My heart mine eye accuseth of his death, Saying his wanton sight bred his unrest; Mine eye affirms my heart's unconstant faith Hath been his bane, and all his joys repressed. My heart avows mine eye let in the fire, Which burns him with an everliving light. Mine eye replies my greedy heart's desire Let in those floods, which drown him day and night. Thus wars my heart which reason doth maintain, And calls my eye to combat if he dare, The whilst my soul impatient of disdain, Wrings from his bondage unto death more near; Save that my love still holdeth him in hand; A kingdom thus divided cannot stand!

VIII

Unhappy day, unhappy month and season, When first proud love, my joys away adjourning, Poured into mine eye to her eye turning A deadly juice, unto my green thought's reason. Prisoner I am unto the eye I gaze on; Eternally my love's flame is in burning; A mortal shaft still wounds me in my mourning; Thus prisoned, burnt and slain, the spirit, soul and reason. What tides me then since these pains which annoy me, In my despair are evermore increasing?
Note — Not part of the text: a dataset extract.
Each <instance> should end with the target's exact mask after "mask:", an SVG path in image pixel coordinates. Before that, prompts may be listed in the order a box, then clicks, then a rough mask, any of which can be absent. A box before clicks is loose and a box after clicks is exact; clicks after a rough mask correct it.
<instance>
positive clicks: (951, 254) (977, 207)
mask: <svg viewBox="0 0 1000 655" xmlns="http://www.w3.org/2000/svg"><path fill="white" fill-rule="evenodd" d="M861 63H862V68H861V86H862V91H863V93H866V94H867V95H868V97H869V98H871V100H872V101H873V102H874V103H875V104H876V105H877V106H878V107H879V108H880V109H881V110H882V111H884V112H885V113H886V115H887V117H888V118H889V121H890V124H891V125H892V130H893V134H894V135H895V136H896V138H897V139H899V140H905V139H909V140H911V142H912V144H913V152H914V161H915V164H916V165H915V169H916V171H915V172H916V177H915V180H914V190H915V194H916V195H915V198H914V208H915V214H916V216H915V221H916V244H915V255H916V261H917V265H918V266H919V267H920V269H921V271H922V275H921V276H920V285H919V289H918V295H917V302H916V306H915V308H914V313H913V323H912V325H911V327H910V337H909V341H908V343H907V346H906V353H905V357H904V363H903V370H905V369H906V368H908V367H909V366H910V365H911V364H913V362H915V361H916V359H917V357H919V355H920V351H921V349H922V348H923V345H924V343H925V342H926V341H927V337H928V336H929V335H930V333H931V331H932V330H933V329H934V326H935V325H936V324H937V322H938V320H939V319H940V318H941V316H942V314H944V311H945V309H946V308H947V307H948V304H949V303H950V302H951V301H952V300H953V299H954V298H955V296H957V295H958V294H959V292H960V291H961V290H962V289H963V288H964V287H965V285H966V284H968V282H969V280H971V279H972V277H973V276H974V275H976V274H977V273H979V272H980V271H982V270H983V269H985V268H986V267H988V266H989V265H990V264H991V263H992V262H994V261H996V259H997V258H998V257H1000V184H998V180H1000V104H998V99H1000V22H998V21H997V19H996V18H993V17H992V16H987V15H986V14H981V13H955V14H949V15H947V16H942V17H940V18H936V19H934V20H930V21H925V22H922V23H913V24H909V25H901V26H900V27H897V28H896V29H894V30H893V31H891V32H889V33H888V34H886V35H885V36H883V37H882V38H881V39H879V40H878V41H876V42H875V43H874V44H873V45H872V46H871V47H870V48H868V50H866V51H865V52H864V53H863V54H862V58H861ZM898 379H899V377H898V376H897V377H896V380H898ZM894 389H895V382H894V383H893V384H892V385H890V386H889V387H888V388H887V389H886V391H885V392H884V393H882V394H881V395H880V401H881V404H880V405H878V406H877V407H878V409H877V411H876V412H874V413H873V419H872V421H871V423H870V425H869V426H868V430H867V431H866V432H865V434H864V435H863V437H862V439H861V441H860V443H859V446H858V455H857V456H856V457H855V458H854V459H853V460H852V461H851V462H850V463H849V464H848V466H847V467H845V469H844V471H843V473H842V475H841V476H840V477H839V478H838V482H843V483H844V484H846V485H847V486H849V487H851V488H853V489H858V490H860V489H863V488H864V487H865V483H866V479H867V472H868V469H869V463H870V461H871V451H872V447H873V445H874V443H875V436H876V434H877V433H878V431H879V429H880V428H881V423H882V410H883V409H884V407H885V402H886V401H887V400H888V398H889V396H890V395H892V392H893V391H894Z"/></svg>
The more I love, less is my pain's releasing; That cursed be the fortune which destroys me, The hour, the month, the season, and the cause, When love first made me thrall to lovers' laws.

IX

Love hath I followed all too long, nought gaining; And sighed I have in vain to sweet what smarteth, But from his brow a fiery arrow parteth, Thinking that I should him resist not plaining. But cowardly my heart submiss remaining, Yields to receive what shaft thy fair eye darteth. Well do I see thine eye my bale imparteth, And that save death no hope I am detaining. For what is he can alter fortune's sliding? One in his bed consumes his life away, Other in wars, another in the sea; The like effects in me have their abiding; For heavens avowed my fortune should be such, That I should die by loving far too much.